Você escreve artigos jurídicos para enganar ou para engajar leitores?

Por que para um texto não basta só um bom título?

Matheus Galvão, Advogado
Publicado por Matheus Galvão
ano passado

Das duas uma: ou você - que está lendo - acabou de cair numa armadilha, ou encontrou um pote de ouro no fim do arco-íris.

É sempre assim quando clicamos em uma chamada de artigo na internet. Às vezes somos fisgados por bom título, mas encontramos um conteúdo raso ou ruim; uma armadilha. Já se o texto cumpre o que promete na chamada, temos ouro.

Provavelmente você quer ser a pessoa que entrega (e encontra!) a última opção, até porque esses são sempre os textos mais lidos e comentados, inclusive aqui no Jusbrasil.

Se sua intenção é ter pessoas engajadas com o conteúdo que você produziu com seriedade, deixa eu começar com um conselho...

Tenha malícia, mas não seja maldoso

Eu poderia ter acabado meu texto por aqui? Sim. Colocaria um link para um curso ou um E-book pago e prometeria entregar o conteúdo lá, algo do tipo.

Isso é enganação. É maldade.

Na pressa para ganharem visibilidade e alcance, muitos produtores de conteúdo caem nesse erro. Dão tiro no pé.

O leitor espera valor instantâneo. Por mais curto que um texto possa ser, ele tem potencial para entregar algum valor. Pelo menos algum insight.
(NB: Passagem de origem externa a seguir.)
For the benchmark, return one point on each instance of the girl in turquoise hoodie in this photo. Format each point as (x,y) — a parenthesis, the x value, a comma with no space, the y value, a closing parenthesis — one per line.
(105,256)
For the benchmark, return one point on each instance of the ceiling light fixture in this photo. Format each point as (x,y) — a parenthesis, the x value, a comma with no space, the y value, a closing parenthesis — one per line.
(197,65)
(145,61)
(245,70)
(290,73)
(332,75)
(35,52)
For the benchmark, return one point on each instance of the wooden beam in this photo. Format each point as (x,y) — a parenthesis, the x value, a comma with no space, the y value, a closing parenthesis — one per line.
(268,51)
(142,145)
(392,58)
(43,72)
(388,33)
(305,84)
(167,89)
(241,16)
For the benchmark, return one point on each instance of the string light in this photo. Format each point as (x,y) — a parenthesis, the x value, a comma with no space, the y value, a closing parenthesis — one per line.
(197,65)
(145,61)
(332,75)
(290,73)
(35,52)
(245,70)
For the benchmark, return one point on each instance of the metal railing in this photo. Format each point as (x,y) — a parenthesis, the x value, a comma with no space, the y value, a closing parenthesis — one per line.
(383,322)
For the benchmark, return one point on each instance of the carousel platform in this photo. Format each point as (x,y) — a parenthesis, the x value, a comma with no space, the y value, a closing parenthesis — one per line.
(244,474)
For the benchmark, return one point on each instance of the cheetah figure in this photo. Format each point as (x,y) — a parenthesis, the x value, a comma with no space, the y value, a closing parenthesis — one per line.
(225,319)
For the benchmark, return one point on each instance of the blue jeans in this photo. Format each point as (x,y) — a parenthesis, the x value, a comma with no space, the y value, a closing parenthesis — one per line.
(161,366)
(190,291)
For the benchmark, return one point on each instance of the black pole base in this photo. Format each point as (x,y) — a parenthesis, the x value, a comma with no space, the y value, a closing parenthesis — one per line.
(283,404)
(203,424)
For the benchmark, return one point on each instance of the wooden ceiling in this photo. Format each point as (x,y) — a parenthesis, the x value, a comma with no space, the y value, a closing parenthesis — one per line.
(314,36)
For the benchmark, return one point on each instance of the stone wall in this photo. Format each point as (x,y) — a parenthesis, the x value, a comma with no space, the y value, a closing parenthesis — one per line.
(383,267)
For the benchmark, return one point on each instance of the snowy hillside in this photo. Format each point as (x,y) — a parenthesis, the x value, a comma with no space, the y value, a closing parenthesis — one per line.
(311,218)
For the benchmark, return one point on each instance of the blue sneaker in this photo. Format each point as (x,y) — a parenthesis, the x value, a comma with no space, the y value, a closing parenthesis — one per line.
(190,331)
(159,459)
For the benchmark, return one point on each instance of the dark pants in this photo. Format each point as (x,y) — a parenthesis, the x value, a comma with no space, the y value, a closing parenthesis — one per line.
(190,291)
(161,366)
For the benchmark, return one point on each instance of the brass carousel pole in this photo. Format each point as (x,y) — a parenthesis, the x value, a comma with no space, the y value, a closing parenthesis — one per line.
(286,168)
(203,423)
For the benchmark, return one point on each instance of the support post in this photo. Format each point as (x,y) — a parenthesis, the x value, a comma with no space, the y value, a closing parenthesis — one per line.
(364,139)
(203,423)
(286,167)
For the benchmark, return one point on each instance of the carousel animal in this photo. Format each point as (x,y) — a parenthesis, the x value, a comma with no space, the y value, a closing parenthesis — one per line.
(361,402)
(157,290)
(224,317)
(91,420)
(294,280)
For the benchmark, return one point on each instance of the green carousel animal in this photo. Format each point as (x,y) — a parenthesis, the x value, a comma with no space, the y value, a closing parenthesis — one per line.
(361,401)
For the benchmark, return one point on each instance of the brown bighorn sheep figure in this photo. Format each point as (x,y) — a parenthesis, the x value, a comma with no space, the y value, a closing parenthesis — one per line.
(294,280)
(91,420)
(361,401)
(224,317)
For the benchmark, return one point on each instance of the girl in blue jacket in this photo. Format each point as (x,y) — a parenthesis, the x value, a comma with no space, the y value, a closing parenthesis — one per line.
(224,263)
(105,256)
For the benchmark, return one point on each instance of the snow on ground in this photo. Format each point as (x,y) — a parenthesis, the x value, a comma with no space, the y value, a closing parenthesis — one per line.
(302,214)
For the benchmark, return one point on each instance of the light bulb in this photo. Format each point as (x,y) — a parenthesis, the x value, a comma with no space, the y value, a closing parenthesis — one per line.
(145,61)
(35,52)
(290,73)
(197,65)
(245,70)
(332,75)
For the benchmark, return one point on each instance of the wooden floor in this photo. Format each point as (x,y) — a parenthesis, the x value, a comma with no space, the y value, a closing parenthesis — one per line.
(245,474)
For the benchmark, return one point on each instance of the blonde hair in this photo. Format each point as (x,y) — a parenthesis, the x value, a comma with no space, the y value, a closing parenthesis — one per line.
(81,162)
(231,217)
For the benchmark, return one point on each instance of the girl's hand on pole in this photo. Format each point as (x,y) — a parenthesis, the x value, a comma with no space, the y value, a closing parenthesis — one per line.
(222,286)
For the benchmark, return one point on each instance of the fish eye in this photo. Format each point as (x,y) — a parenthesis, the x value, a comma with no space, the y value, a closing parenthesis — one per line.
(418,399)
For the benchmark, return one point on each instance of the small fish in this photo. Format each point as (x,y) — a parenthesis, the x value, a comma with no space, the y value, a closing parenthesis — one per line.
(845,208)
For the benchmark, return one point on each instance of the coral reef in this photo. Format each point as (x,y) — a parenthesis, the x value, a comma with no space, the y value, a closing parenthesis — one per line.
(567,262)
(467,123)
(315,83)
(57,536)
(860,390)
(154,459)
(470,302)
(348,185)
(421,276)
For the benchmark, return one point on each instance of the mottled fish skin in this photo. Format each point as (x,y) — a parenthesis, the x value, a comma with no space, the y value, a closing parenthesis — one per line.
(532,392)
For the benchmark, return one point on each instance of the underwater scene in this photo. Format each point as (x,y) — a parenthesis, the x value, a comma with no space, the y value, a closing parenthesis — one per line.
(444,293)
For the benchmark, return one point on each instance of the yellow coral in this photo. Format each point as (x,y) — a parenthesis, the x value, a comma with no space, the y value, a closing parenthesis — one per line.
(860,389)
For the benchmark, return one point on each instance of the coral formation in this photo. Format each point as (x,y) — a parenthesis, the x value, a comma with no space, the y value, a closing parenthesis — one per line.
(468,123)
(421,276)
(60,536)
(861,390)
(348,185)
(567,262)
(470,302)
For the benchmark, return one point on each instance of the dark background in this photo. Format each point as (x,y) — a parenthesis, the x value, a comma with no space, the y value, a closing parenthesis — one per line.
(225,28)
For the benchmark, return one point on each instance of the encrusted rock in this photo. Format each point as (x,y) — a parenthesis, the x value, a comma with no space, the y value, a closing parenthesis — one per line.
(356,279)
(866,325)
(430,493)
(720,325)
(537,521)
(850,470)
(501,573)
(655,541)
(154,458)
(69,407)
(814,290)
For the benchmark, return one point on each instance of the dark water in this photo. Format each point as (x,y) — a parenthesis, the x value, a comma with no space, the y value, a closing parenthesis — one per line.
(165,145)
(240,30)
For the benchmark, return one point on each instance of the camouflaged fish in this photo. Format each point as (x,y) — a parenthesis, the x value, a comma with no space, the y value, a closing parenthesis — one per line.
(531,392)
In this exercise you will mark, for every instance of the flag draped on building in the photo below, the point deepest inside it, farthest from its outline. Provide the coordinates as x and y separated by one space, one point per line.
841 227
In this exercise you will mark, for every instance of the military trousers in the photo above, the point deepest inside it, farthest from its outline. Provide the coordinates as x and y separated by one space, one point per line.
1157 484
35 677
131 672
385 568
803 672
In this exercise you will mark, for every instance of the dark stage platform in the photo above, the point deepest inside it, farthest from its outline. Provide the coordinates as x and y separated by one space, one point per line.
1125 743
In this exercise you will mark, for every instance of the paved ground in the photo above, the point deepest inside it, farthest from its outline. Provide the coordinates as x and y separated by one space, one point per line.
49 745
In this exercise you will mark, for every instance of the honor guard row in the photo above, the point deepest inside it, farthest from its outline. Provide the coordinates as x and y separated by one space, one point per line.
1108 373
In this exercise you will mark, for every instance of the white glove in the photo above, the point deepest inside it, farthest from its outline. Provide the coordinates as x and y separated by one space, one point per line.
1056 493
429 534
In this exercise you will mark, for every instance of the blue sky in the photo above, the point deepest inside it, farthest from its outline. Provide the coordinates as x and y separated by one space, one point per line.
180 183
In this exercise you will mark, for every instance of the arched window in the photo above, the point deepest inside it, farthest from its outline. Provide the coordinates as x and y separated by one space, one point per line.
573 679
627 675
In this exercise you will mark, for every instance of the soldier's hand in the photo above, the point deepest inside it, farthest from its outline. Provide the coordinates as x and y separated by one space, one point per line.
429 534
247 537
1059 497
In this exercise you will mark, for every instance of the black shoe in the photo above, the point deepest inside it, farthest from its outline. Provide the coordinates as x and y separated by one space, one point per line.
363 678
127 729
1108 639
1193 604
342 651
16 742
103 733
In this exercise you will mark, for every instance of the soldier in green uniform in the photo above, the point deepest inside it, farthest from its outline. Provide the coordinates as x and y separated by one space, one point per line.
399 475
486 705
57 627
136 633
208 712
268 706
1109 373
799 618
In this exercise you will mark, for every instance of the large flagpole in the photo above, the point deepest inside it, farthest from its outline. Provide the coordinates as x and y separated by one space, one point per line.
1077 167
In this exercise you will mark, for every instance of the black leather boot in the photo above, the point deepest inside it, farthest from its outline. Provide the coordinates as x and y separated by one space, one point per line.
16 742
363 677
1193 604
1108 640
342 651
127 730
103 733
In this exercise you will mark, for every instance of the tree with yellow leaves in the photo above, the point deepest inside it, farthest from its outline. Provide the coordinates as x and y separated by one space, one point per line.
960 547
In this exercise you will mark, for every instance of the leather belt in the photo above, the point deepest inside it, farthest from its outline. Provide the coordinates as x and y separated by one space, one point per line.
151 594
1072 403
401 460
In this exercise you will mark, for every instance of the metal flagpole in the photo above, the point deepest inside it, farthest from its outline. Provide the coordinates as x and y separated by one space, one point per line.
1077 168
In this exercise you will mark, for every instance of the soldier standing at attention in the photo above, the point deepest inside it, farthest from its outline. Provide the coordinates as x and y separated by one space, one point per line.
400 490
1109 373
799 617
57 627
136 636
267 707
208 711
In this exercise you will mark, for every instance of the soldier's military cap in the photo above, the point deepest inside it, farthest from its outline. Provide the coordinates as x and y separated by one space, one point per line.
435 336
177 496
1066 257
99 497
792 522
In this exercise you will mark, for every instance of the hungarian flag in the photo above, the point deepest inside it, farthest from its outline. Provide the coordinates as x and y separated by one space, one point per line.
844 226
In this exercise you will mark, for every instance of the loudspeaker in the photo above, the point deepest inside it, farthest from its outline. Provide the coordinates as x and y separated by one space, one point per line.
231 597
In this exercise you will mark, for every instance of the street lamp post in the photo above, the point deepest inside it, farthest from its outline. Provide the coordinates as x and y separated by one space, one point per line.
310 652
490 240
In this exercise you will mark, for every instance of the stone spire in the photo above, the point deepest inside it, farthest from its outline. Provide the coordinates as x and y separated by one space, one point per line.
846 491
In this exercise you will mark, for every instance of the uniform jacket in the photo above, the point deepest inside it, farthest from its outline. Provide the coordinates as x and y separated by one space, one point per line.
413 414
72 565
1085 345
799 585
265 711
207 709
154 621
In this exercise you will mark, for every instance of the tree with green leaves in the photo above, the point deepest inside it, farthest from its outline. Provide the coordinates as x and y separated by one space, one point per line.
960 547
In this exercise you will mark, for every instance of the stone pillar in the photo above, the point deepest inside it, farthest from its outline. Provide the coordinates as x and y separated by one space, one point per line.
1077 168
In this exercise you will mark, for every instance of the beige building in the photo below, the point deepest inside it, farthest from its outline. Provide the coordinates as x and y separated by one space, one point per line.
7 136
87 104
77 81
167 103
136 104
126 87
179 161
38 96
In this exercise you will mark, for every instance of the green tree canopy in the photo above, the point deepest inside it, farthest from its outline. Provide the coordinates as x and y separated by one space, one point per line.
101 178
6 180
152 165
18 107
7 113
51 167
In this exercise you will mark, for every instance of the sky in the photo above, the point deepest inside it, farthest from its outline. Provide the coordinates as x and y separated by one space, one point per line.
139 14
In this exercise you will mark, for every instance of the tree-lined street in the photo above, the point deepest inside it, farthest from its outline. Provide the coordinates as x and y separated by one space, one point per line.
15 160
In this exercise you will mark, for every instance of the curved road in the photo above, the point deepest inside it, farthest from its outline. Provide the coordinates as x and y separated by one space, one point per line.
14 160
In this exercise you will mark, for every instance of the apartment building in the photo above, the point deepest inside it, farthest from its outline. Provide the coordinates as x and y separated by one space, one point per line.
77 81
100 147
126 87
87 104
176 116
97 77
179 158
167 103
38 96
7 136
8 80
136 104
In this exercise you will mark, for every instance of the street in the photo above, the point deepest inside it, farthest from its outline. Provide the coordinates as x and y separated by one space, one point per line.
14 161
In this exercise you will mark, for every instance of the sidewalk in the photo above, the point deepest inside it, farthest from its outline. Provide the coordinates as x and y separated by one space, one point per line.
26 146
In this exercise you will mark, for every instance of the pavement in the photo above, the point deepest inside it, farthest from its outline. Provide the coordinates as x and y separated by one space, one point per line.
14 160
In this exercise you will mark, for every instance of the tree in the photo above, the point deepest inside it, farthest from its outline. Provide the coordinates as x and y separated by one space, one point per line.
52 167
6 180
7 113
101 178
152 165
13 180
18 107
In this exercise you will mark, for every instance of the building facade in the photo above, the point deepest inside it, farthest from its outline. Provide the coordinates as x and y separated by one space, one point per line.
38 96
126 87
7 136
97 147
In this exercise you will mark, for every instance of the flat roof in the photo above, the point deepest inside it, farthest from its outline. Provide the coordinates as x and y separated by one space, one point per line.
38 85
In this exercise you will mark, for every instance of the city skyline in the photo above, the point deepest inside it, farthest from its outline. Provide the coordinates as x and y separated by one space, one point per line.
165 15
Gosto de sistematizar essa percepção de valor em 4 níveis de profundidade.

Nível 1 - Conflito: deixe as pessoas atentas

Pessoas leem porque gostam de conflito.

Ficção ou não, é isso que atrai a atenção. Mas atrair não é suficiente. Quantas vezes você decidiu assistir a um filme por causa do trailer e se decepcionou?

Esse nível de profundidade é atingido com um bom título e uma introdução que despertem uma inquietação, um conflito interno. Uma coceira atrás da orelha.

Foi o que fiz quando escolhi o título desse texto. Minha intenção era deixar você se perguntando:

"Como assim um artigo pode enganar?"

Então, na introdução, eu dei a resposta e emendei um outro conflito, fazendo você se perguntar?

"Como eu sei que meu texto não é uma enganação?"

Atrair a atenção é a parte mais fácil, basta levar pessoas até um dos mais primitivos desejos: curiosidade.

Mas não é o suficiente. Para um leitor ter prazer com o que você escreveu ele precisa, pelo menos, entrar em outro nível.

Ele precisa se identificar.

Nível 2 - Ideias: deixe as pessoas conscientes

Ideia aqui é sinônimo de conclusão, opinião.

Tudo o que eu falei até agora são minhas ideias sobre escrita e produção de conteúdo. São hipóteses razoáveis, deduzidas a partir de alguma experiência ou aprendizado.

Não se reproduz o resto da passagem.